Authors: Gillian White
‘There’s something not right with that woman,’ said Murphy darkly. ‘I can’t put my finger on it, but there’s definitely something not right.’
‘Take no notice of him,’ said Estelle, bustling about in the kitchen as usual and taking little notice of her husband sitting at the table, in her way, with his newspaper.
‘Not only her ladyship, but that nanny and her man, they don’t smell right to me.’
‘Nothing smells to you,’ said Estelle severely, ‘because of your heavy smoking and unless you cut down it never will.’
‘This all sounds very sinister, Murphy,’ said Honesty, wishing Estelle would keep quiet. She half doubted Murphy’s information, he never failed to insinuate something about somebody, he spent his life suspecting intrigues and plots and reading cheap and gory murders, as bad as Maudie Doubleday. He took the
Sunday Sport
and believed every item in it, he claims to have seen Elvis Presley himself, in the food hall at Harrods dressed as a sheikh.
‘She has no post delivered here.’
‘She does,’ said Estelle, ‘of course she does.’
‘Only lately,’ said Murphy. ‘Only in the past few months, and nothing like you’d expect for a person in business. No personal letters either.’
‘I thought her mail was going to her aunt’s house in Hampstead.’ Honesty remembered some vague arrangement like that.
Murphy ignored her. ‘And no phone calls, none. She used to get them on that mobile phone of hers, but whatever’s happened to that I don’t know.’
‘She’s cut down on her work since the baby, and you know that, Murphy,’ said Estelle. ‘I do wish you’d stop seeing trouble when there’s none there. I mean, what on earth are you insinuating? That the woman is an impostor? Good heavens. And anyway Nanny Barber likes her.’
‘And how she convinced Sir Fabian to employ that little
whore I’ll never know. And her with a family in tow.’

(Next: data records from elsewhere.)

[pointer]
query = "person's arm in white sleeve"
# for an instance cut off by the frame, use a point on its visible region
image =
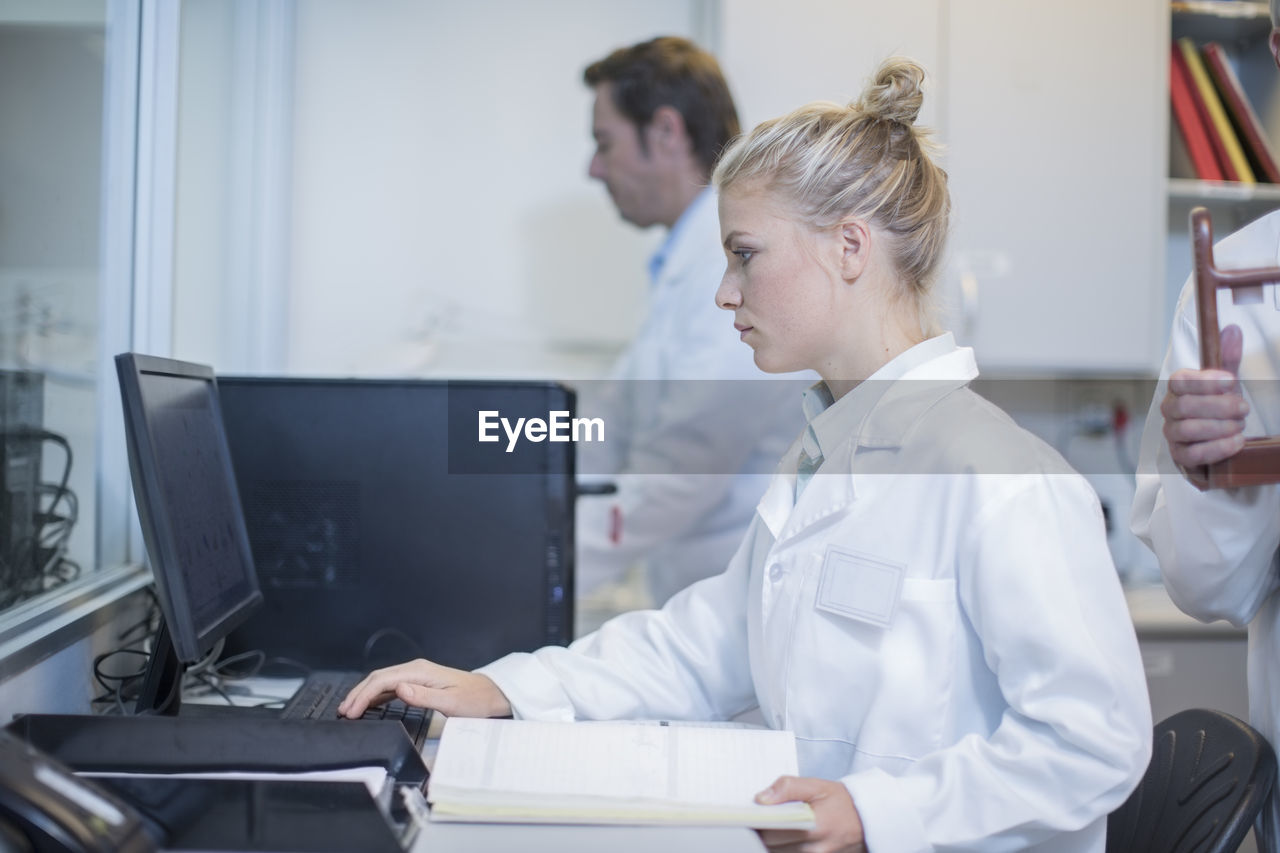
(1216, 548)
(682, 452)
(686, 661)
(1038, 587)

‘Tina Tree is an extremely nice young woman,’ said Estelle, refilling a crab shell with inordinate skill. ‘And wonderful with those children. The patience of Job.’
‘I’ve heard that woman’s language, you haven’t,’ Murphy told her. ‘And who else d’you know who has all new clothes?’
‘Well I do, mostly,’ admitted Honesty. ‘When I get fed up with something I take it straight round to the nearly new.’
‘Mark my words,’ said Murphy, ‘there’s something fishy going on.’
‘There is, Murphy, there certainly is. I am filling a crab shell for a start. But I give you this—it was rather odd that nobody of hers came to her wedding. Not even the favourite aunt.’
‘I’m so pleased you decided to come and have a talk, Honesty,’ says Angela. ‘And perhaps, soon, you will feel able to move back here.’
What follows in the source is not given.